We initially surveyed the expression pattern of the SIRT1 protein in the mouse brain using a rabbit polyclonal, affinity-purified antibody (Imai et al., 2000). This antibody did not produce any significant positive signals on Sirt1-deficient brain sections, assuring its specificity (supplemental Figs. S1A and B). SIRT1 showed nuclear localization in the hypothalamus and hippocampus, and extranuclear localization in dorsal regions of the cerebral cortex (data not shown). In the hypothalamus, SIRT1 was expressed in the arcuate nucleus (Arc), the ventromedial, dorsomedial, and lateral hypothalamic nuclei (VMH, DMH, and LH, respectively), and the paraventricular nucleus (PVN), brain regions which all play critical roles in the central regulation of adaptive responses to food availability (Elmquist, 2001) (Fig. 1A). SIRT1 was also expressed in the suprachiasmatic nucleus (SCN), a region important for the central regulation of circadian rhythm (Green et al., 2008) (Fig. 1A). These results are consistent with the reported distribution of Sirt1 mRNA in the hypothalamus (Ramadori et al., 2008).

Figure 1
SIRT1 is expressed in major hypothalamic nuclei, and both SIRT1 levels and the number of activated neurons increase in the DMH and LH in diet-restricted hypothalami

Both SIRT1 levels and the number of activated neurons increase in the DMH and LH of diet-restricted hypothalami

Because SIRT1 protein levels are up- and down-regulated in multiple tissues and even within the same tissue in response to DR (Imai and Guarente, 2007; Chen et al., 2008; Schwer and Verdin, 2008), we decided to examine whether SIRT1 protein levels were also altered in hypothalamic nuclei of diet-restricted mice.
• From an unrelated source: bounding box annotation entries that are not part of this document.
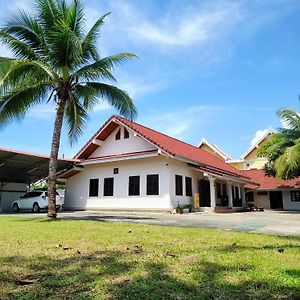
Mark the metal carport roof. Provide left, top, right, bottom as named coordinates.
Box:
left=0, top=148, right=75, bottom=183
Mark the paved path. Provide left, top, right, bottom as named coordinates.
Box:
left=3, top=211, right=300, bottom=236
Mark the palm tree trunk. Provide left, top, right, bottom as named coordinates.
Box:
left=48, top=99, right=65, bottom=220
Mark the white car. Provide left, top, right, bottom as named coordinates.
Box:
left=12, top=190, right=64, bottom=213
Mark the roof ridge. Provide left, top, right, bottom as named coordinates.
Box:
left=115, top=115, right=201, bottom=150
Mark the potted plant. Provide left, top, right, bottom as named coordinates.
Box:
left=182, top=204, right=193, bottom=214
left=176, top=202, right=183, bottom=214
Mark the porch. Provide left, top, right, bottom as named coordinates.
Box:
left=198, top=176, right=246, bottom=210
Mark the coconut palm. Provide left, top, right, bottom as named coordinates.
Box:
left=0, top=0, right=136, bottom=219
left=259, top=109, right=300, bottom=179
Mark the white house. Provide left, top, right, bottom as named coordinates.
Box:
left=59, top=115, right=250, bottom=211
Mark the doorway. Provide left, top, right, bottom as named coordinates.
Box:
left=269, top=191, right=283, bottom=209
left=198, top=179, right=211, bottom=207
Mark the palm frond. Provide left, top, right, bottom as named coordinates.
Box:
left=0, top=81, right=50, bottom=126
left=48, top=21, right=82, bottom=69
left=0, top=59, right=58, bottom=90
left=277, top=109, right=300, bottom=131
left=0, top=30, right=38, bottom=59
left=65, top=0, right=84, bottom=40
left=35, top=0, right=63, bottom=30
left=2, top=11, right=45, bottom=55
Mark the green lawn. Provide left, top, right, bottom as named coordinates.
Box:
left=0, top=217, right=300, bottom=300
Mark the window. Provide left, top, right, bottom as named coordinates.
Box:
left=115, top=129, right=121, bottom=141
left=22, top=192, right=43, bottom=199
left=235, top=186, right=240, bottom=199
left=222, top=184, right=227, bottom=197
left=245, top=192, right=254, bottom=202
left=216, top=182, right=222, bottom=198
left=128, top=176, right=140, bottom=196
left=175, top=175, right=183, bottom=196
left=147, top=174, right=159, bottom=195
left=124, top=128, right=129, bottom=139
left=185, top=177, right=192, bottom=197
left=103, top=177, right=114, bottom=196
left=257, top=191, right=268, bottom=196
left=89, top=178, right=99, bottom=197
left=291, top=191, right=300, bottom=202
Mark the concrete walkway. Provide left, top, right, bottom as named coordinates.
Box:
left=2, top=211, right=300, bottom=236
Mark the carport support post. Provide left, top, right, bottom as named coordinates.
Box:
left=208, top=177, right=216, bottom=209
left=241, top=185, right=246, bottom=207
left=226, top=181, right=233, bottom=207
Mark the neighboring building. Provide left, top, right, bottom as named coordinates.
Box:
left=243, top=169, right=300, bottom=210
left=226, top=129, right=275, bottom=170
left=200, top=130, right=300, bottom=210
left=198, top=138, right=232, bottom=161
left=59, top=115, right=250, bottom=211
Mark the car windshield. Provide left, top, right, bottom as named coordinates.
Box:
left=22, top=192, right=43, bottom=198
left=45, top=192, right=59, bottom=197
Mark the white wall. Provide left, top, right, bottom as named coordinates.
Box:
left=0, top=182, right=27, bottom=212
left=253, top=191, right=271, bottom=209
left=90, top=126, right=157, bottom=158
left=168, top=159, right=203, bottom=208
left=65, top=156, right=172, bottom=210
left=282, top=191, right=300, bottom=210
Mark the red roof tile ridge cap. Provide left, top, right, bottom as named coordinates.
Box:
left=73, top=115, right=116, bottom=159
left=116, top=115, right=204, bottom=151
left=0, top=147, right=78, bottom=162
left=114, top=115, right=249, bottom=178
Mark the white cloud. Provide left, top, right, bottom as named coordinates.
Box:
left=140, top=106, right=223, bottom=139
left=104, top=0, right=243, bottom=49
left=93, top=101, right=111, bottom=112
left=28, top=104, right=55, bottom=120
left=251, top=127, right=273, bottom=147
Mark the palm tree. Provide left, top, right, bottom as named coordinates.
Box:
left=0, top=0, right=136, bottom=219
left=258, top=109, right=300, bottom=179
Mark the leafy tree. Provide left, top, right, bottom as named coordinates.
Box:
left=0, top=0, right=136, bottom=219
left=258, top=109, right=300, bottom=179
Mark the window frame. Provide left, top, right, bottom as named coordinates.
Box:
left=185, top=176, right=193, bottom=197
left=128, top=175, right=141, bottom=196
left=124, top=127, right=129, bottom=139
left=175, top=174, right=183, bottom=196
left=103, top=177, right=115, bottom=197
left=115, top=128, right=121, bottom=141
left=146, top=174, right=159, bottom=196
left=89, top=178, right=100, bottom=197
left=290, top=190, right=300, bottom=202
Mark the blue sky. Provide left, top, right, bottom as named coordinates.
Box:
left=0, top=0, right=300, bottom=158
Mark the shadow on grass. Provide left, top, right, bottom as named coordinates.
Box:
left=0, top=251, right=300, bottom=300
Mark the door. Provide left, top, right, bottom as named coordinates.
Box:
left=199, top=179, right=210, bottom=207
left=269, top=192, right=283, bottom=209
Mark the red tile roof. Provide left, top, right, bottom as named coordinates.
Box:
left=243, top=169, right=300, bottom=190
left=74, top=115, right=247, bottom=179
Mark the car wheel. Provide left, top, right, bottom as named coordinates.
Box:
left=13, top=203, right=20, bottom=212
left=32, top=203, right=41, bottom=213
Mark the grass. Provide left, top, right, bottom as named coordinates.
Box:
left=0, top=217, right=300, bottom=300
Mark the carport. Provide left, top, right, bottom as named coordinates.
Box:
left=0, top=148, right=75, bottom=211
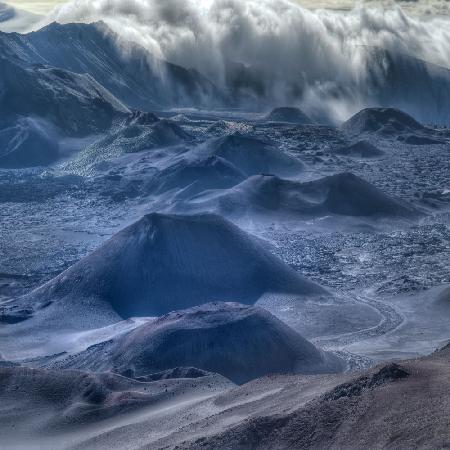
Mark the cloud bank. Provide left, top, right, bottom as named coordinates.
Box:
left=41, top=0, right=450, bottom=120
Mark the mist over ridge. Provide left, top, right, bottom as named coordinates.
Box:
left=33, top=0, right=450, bottom=123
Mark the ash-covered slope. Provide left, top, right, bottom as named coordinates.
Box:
left=0, top=59, right=130, bottom=136
left=64, top=117, right=193, bottom=173
left=0, top=117, right=59, bottom=169
left=11, top=213, right=326, bottom=327
left=341, top=108, right=424, bottom=135
left=0, top=22, right=221, bottom=110
left=210, top=132, right=303, bottom=176
left=0, top=367, right=235, bottom=450
left=334, top=140, right=384, bottom=159
left=146, top=156, right=245, bottom=199
left=265, top=106, right=312, bottom=125
left=52, top=303, right=342, bottom=383
left=180, top=173, right=417, bottom=217
left=180, top=346, right=450, bottom=450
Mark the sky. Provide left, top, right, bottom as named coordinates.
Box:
left=6, top=0, right=450, bottom=15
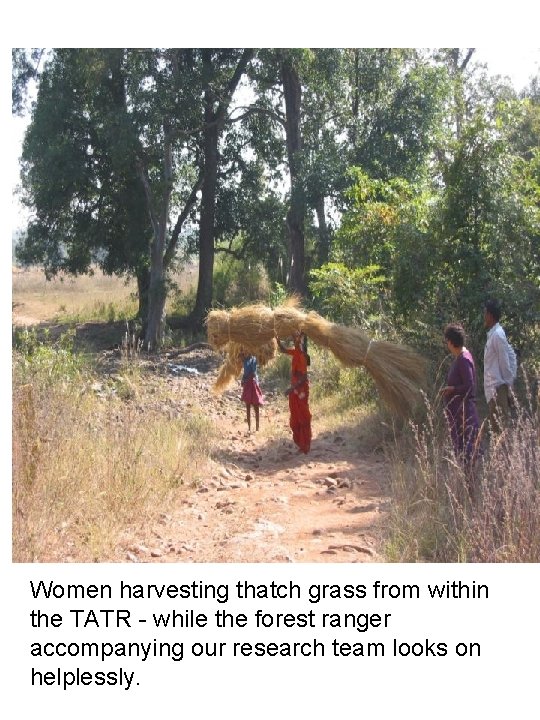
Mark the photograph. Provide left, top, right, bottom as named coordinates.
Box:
left=9, top=43, right=540, bottom=570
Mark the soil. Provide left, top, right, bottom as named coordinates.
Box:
left=12, top=308, right=388, bottom=563
left=117, top=349, right=388, bottom=562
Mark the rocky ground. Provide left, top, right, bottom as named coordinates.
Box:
left=108, top=348, right=387, bottom=562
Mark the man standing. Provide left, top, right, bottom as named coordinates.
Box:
left=484, top=300, right=516, bottom=432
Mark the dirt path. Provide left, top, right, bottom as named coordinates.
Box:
left=14, top=307, right=387, bottom=562
left=117, top=351, right=387, bottom=562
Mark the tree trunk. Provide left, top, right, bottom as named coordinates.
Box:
left=191, top=49, right=254, bottom=327
left=192, top=91, right=219, bottom=326
left=281, top=52, right=306, bottom=295
left=141, top=123, right=173, bottom=350
left=315, top=195, right=330, bottom=265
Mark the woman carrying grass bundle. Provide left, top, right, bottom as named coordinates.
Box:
left=278, top=330, right=311, bottom=453
left=240, top=349, right=264, bottom=432
left=441, top=324, right=479, bottom=469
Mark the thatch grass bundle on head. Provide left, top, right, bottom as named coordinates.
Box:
left=207, top=302, right=425, bottom=415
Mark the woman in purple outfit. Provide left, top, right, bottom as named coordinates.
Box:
left=441, top=324, right=479, bottom=469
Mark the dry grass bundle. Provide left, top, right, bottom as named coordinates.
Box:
left=207, top=303, right=425, bottom=415
left=213, top=338, right=277, bottom=393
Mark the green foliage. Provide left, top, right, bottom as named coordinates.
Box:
left=214, top=249, right=268, bottom=307
left=13, top=329, right=86, bottom=387
left=309, top=263, right=386, bottom=330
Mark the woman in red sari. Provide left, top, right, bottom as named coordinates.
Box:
left=278, top=331, right=311, bottom=453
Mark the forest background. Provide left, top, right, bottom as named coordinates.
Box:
left=9, top=48, right=540, bottom=560
left=14, top=48, right=540, bottom=365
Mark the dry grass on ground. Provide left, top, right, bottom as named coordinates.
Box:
left=12, top=266, right=196, bottom=325
left=13, top=372, right=213, bottom=562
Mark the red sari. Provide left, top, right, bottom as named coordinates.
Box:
left=285, top=348, right=311, bottom=453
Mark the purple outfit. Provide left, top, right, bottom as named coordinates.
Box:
left=445, top=350, right=479, bottom=465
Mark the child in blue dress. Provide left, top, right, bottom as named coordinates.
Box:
left=240, top=350, right=264, bottom=432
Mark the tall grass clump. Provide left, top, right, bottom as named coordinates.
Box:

Using a semi-quantitative DAB-based immunostaining method with our highly specific SIRT1 antibody (supplemental Figs. S1A and B), we found that SIRT1 protein levels moderately but specifically increased in the DMH, LH, and SCN, but not in the Arc, VMH, or PVN, in response to short-term (14-day) DR (DMH, P=0.047; LH, P=0.043; SCN, P=0.007, Figs. 1B and supplemental Fig. S2). We also observed significant increases in the number of cFOS-positive cells, a well-established marker of neural activation (Sagar et al., 1988; Dragunow and Faull, 1989), in the DMH and LH under DR (DMH, P=0.019; LH, P<0.001, Figs. 1C and D). Neither the hippocampus nor the cortex showed any significant increase in cFOS-positive cells (data not shown). Similar results were obtained in hypothalami under long-term (104-day) DR (supplemental Figs. S3A-D). These findings suggest that a moderate but continuous increase in SIRT1 dosage and/or activity might play an important role in neural activation in the DMH and LH in response to DR.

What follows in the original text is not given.